According to the study, the pandemic had a detrimental impact on cities’ scores in 2022, with only eight cities, including Mumbai, Delhi and Bengaluru, to have received higher rankings than 2021. Developing cities were mapped across five parameters, with Bengaluru, Mumbai and Delhi scoring higher than its counterparts, the study said. The other five cities include Ho Chi Minh City, Tashkent, Cairo, Nairobi and Lagos. Among these cities, Bengaluru tops the chart followed by Mumbai, which holds the second position. Delhi stood at the third position it said.
Developing cities are characterised by their high growth rate and rapid urbanization, can be distinctly identified for their high speed of change.
“The pandemic has become a strong test of the resilience of most cities.
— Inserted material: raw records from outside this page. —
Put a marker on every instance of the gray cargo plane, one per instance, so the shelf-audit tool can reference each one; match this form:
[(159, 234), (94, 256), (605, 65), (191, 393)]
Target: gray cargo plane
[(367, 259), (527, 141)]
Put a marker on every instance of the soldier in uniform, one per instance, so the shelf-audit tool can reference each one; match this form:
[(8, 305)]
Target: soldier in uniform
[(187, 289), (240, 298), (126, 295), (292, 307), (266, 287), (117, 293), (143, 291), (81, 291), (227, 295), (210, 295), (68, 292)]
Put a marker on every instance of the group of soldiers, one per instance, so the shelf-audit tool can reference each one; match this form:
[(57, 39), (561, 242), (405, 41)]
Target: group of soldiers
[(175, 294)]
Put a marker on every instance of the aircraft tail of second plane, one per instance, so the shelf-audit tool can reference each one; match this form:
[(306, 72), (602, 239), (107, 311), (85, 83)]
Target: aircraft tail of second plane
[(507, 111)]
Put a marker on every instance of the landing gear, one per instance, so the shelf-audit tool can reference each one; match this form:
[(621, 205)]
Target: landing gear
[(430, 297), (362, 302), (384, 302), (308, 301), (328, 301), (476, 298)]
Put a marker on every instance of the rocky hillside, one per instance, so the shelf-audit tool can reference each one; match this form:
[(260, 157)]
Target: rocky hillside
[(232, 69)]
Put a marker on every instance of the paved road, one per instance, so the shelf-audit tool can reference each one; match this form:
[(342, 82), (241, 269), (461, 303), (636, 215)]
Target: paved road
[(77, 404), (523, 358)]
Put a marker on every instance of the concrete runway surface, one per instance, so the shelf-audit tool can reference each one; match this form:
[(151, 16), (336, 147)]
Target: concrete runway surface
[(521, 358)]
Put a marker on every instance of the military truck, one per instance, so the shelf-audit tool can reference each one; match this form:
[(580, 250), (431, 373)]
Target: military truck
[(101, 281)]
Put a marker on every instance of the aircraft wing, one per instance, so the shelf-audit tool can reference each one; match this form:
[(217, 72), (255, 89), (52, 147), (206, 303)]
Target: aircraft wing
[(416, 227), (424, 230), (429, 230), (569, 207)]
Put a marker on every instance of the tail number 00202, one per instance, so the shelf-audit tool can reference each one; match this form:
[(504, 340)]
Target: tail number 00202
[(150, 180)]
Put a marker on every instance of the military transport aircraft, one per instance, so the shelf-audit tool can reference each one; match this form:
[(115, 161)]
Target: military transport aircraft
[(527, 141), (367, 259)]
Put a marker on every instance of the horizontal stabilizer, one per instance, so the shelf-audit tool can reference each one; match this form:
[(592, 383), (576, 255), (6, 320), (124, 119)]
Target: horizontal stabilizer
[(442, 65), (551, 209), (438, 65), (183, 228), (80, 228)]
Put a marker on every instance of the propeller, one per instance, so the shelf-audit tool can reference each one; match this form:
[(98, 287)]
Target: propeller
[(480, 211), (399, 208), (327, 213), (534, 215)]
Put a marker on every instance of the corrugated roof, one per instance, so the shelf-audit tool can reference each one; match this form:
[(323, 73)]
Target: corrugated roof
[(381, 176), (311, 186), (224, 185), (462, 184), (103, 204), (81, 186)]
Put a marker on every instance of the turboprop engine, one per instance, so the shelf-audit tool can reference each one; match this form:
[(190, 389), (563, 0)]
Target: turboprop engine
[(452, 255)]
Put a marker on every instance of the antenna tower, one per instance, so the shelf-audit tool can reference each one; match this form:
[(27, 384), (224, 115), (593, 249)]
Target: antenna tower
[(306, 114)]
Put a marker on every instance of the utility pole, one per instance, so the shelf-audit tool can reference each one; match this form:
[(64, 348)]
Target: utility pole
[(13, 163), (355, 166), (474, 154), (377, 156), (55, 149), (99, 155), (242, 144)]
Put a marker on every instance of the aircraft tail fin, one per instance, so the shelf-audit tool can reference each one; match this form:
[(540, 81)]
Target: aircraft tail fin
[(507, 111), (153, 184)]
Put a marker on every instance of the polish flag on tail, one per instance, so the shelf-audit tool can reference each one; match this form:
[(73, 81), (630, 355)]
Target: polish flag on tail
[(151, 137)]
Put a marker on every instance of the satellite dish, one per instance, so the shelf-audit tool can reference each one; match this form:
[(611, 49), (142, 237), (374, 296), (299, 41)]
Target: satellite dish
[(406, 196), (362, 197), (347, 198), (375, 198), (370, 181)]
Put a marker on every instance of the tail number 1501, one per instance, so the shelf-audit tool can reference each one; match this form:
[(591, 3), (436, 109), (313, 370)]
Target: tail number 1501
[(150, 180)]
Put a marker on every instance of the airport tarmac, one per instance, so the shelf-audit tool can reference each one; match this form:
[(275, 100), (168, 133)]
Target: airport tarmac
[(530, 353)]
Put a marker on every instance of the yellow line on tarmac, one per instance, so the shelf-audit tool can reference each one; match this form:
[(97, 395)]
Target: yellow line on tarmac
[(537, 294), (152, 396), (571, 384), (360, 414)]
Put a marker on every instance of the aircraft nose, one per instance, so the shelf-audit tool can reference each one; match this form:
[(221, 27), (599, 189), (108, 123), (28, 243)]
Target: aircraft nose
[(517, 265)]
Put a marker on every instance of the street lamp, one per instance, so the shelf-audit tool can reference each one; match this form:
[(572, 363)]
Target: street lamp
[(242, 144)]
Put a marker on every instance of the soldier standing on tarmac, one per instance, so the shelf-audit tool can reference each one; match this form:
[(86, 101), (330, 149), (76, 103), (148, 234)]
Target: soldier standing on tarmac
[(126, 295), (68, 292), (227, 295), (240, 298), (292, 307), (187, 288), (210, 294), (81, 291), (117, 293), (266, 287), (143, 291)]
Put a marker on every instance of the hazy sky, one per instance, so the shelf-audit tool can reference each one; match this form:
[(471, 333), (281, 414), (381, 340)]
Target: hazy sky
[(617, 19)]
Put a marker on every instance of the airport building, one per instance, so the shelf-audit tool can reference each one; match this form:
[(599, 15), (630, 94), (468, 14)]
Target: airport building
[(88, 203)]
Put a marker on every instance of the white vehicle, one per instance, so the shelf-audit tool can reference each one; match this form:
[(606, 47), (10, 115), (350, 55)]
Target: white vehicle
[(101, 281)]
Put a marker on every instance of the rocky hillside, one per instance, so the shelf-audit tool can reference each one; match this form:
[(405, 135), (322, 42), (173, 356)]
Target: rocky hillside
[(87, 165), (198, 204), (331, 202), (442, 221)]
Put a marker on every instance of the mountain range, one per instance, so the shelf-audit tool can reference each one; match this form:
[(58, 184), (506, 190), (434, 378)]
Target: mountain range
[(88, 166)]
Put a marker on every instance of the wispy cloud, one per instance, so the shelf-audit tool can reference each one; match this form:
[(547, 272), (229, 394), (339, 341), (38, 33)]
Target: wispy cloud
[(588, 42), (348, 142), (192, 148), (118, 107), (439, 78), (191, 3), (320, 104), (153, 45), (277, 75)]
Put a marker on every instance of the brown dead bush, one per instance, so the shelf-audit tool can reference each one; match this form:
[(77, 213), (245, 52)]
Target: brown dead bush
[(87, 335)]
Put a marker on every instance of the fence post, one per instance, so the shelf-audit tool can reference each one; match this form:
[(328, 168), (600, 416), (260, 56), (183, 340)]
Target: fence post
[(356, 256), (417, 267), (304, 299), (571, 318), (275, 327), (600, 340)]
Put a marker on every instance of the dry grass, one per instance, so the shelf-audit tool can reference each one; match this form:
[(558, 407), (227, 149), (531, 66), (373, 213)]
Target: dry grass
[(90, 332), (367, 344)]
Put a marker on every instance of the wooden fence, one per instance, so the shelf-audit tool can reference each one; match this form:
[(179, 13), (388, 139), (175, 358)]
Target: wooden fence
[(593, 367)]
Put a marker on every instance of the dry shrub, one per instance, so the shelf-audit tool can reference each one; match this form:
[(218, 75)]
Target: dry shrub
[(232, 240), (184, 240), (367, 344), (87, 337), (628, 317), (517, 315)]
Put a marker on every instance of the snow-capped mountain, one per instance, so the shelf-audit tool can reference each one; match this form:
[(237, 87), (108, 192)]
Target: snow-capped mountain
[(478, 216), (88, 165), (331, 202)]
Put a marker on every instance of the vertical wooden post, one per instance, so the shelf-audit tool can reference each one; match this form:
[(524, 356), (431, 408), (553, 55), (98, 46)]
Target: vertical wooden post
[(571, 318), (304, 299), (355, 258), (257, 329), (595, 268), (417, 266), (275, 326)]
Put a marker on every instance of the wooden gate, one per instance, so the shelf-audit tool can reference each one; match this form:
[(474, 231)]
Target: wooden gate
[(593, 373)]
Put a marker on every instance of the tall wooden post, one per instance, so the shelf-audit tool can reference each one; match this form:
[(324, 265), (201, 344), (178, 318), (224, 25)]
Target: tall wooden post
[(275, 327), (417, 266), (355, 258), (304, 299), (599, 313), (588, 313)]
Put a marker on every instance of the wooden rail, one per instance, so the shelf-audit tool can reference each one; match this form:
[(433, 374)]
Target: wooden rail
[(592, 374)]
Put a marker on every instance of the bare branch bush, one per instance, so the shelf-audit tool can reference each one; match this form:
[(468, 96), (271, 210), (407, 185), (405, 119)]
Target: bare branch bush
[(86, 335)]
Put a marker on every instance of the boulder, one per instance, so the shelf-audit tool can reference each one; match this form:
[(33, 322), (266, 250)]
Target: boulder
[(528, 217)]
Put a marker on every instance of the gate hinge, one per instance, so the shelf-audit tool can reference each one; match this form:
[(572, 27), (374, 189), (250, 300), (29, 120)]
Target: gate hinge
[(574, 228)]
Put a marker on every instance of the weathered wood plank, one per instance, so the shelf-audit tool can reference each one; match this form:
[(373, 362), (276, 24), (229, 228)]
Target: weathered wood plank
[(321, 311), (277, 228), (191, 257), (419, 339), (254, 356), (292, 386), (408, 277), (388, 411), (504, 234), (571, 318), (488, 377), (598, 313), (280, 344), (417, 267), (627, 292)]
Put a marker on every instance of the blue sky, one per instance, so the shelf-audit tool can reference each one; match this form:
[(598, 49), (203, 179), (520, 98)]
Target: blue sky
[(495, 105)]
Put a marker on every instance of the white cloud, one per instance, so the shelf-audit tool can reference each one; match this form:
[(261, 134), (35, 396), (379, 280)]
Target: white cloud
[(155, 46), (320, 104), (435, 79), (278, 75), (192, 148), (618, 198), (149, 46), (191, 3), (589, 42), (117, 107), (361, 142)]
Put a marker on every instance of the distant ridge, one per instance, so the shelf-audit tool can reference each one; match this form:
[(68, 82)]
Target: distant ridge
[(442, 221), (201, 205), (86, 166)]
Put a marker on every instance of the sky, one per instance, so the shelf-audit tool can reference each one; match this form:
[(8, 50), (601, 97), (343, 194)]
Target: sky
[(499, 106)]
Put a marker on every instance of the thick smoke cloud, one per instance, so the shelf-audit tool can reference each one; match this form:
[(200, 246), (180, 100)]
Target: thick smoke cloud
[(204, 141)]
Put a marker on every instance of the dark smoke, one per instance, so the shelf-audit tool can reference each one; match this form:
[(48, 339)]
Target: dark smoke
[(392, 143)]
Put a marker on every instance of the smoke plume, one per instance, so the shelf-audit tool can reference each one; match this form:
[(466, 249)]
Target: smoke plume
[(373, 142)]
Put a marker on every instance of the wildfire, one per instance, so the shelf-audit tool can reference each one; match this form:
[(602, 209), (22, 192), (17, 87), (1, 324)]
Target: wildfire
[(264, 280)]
In fact, many cities have not yet fully emerged from it,” said Hans-Paul Bürkner, BCG’s global chair emeritus, and a co-author of the report.
According to the study, knowledge and creative industries remain concentrated in “superstar cities” such as London and New York, which vie with each other and other “smaller knowledge hubs” like San Francisco Bay area and Seatle, as well as Bengaluru for technology, Los Angeles for entertainment and Nashville for music.
The other three categories include megacenters, cruiser weights and middleweights, and they are categorised on the basis of their socioeconomic profiles.
London and New York rank number one and two as the most desirable megacenters to live in, while in the cruiser weight segment (for cities with an urban population of more than 3 million people), Washington, DC, Singapore, and San Francisco emerged as the group’s leaders.
In the middle weight category, (with medium-sized cities and an urban population of less than 3 million people) Copenhagen, Vienna, and Amsterdam took the top three spots. Middleweight cities stand out for receiving high quality-of-life scores.